Hello, this is Pastor Don Willeman of Christ Redeemer Church. Welcome to The Kingdom Perspective.

 

How should we engage in a world that’s confused and sometimes even hostile to our faith? Should we make it our ambition to malign them, patting ourselves on the back about how good we are and how bad they are? No, rather, we should just be ordinary people, living ordinary lives, loving our neighbors.

 

The church in Thessalonica had experienced intense opposition (1 Thess. 1:6-7; Acts 17:1-15), and so they provide a great backdrop of how to live in a difficult context.

 

So, what do we learn from them? Essentially two things.

 

First, according the 1 Thessalonians 4 we should “excel” in modeling genuine loving community in our relations within the church.
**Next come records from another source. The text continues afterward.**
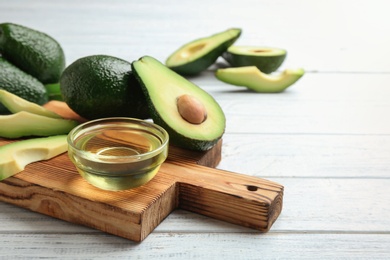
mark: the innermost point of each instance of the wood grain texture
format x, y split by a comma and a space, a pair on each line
326, 139
54, 188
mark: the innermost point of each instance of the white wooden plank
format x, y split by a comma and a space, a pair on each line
317, 156
197, 246
310, 205
319, 104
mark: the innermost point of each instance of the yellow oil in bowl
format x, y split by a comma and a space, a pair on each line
118, 153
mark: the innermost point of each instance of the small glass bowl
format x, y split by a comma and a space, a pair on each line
118, 153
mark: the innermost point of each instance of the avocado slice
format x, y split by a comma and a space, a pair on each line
267, 59
15, 156
28, 124
176, 103
252, 78
196, 56
16, 104
34, 52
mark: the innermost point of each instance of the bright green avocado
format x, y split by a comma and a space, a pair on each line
34, 52
16, 81
252, 78
196, 56
16, 104
15, 156
172, 99
24, 123
266, 59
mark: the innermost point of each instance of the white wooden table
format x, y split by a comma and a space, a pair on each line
326, 139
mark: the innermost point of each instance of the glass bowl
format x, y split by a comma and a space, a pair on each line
118, 153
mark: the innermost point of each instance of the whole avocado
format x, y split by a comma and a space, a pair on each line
99, 86
32, 51
16, 81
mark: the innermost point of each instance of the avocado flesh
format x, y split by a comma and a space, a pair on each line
17, 104
19, 83
196, 56
252, 78
15, 156
27, 124
162, 87
266, 59
34, 52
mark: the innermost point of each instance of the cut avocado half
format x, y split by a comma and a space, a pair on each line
191, 116
16, 104
196, 56
27, 124
267, 59
252, 78
15, 156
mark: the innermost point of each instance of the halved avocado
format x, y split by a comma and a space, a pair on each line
191, 116
252, 78
267, 59
15, 156
28, 124
196, 56
16, 104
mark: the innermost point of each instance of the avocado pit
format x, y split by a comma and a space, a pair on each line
191, 109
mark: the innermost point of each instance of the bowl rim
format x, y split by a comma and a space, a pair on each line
95, 124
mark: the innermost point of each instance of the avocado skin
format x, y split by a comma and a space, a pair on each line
94, 80
195, 67
16, 81
32, 51
175, 138
264, 63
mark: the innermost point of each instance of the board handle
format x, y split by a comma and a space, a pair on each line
235, 198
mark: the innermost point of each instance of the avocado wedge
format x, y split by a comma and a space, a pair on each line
191, 116
16, 104
252, 78
267, 59
34, 52
196, 56
25, 123
15, 156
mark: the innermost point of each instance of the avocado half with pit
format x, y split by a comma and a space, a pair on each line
252, 78
196, 56
190, 115
267, 59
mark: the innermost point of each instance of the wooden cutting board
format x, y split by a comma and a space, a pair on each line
187, 180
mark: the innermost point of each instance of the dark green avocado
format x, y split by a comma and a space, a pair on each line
196, 56
98, 86
191, 116
252, 78
17, 82
34, 52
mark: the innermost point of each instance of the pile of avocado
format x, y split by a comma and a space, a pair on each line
30, 62
99, 86
250, 65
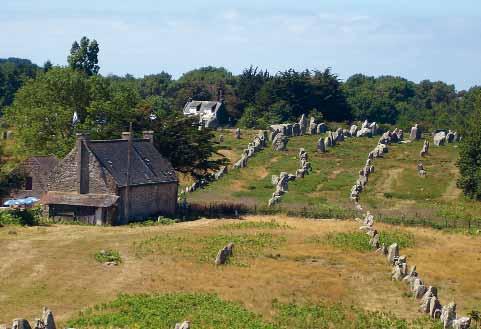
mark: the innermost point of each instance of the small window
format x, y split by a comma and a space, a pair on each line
29, 184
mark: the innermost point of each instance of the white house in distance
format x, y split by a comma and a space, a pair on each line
207, 111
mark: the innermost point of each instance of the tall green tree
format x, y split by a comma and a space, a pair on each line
84, 56
469, 162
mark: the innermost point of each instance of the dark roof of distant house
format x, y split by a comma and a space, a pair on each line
147, 164
46, 163
89, 200
202, 106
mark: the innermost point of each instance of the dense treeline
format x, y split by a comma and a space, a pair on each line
256, 98
14, 72
39, 104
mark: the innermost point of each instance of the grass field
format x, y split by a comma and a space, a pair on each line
283, 270
394, 190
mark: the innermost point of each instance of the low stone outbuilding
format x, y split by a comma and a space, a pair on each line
112, 182
34, 171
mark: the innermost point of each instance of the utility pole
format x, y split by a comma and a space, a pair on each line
129, 169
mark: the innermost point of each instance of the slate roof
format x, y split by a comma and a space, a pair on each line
88, 200
46, 163
147, 164
209, 107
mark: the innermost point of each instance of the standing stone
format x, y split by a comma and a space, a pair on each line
283, 183
448, 315
426, 299
321, 147
435, 308
296, 129
224, 254
415, 133
353, 130
328, 141
462, 323
303, 124
392, 253
450, 136
419, 289
321, 128
439, 138
183, 325
289, 130
21, 324
312, 126
279, 143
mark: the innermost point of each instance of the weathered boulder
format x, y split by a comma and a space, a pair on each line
274, 200
21, 324
425, 305
296, 129
312, 126
303, 124
283, 183
280, 142
448, 315
450, 136
418, 288
321, 128
321, 146
439, 138
353, 130
392, 252
462, 323
415, 133
224, 254
435, 308
183, 325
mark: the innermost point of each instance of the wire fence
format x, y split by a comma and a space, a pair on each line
236, 210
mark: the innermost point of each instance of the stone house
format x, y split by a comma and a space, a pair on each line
35, 171
112, 182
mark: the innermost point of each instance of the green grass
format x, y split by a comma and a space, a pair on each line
359, 241
107, 256
205, 248
207, 311
395, 190
249, 225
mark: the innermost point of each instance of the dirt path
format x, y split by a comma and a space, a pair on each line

How we live together as God’s people—how we love and care for one another—is most critical.

 

But then, secondly, Paul directs us to:

 

11 … make it [our] ambition to lead a quiet life and attend to [our] own business and work with [our] hands… 12 so that [we] will behave properly toward outsiders and not be in any need.

 

You see, God doesn’t call us to be extraordinary—to be “great for God!” And He certainly doesn’t call us to be extraordinarily difficult people. Rather, He calls us to be extraordinary in our ordinariness. 

 

How do you live as a Christian in the world? Well, if you are a doctor, be the best doctor you can be. If you are a mechanic, be the best mechanic you can be. If you are a teacher, be the best teacher you can be. If you are an engineer, be the best engineer you can be. And do all of it, for the sake of Jesus. Why? Paul gives two reasons:


1) so that you can be of service to your neighbors and co-workers, and

2) so that you can provide for your own family, so as not to be a burden to others.

 

So, how are you doing with this?

 

Something to think about from The Kingdom Perspective.

 

“Finally, then, brothers, we ask and urge you in the Lord Jesus, that as you received from us how you ought to walk and to please God, just as you are doing, that you do so more and more. For you know what instructions we gave you through the Lord Jesus. For this is the will of God, your sanctification: that you abstain from sexual immorality; that each one of you know how to control his own bodyin holiness and honor, not in the passion of lust like the Gentiles who do not know God; that no one transgress and wrong his brother in this matter, because the Lord is an avenger in all these things, as we told you beforehand and solemnly warned you. For God has not called us for impurity, but in holiness. Therefore whoever disregards this, disregards not man but God, who gives his Holy Spirit to you.

 

Now concerning brotherly love you have no need for anyone to write to you, for you yourselves have been taught by God to love one another, for that indeed is what you are doing to all the brothers throughout Macedonia. But we urge you, brothers, to do this more and more, and to aspire to live quietly, and to mind your own affairs, and to work with your hands, as we instructed you, so that you may walk properly before outsiders and be dependent on no one.”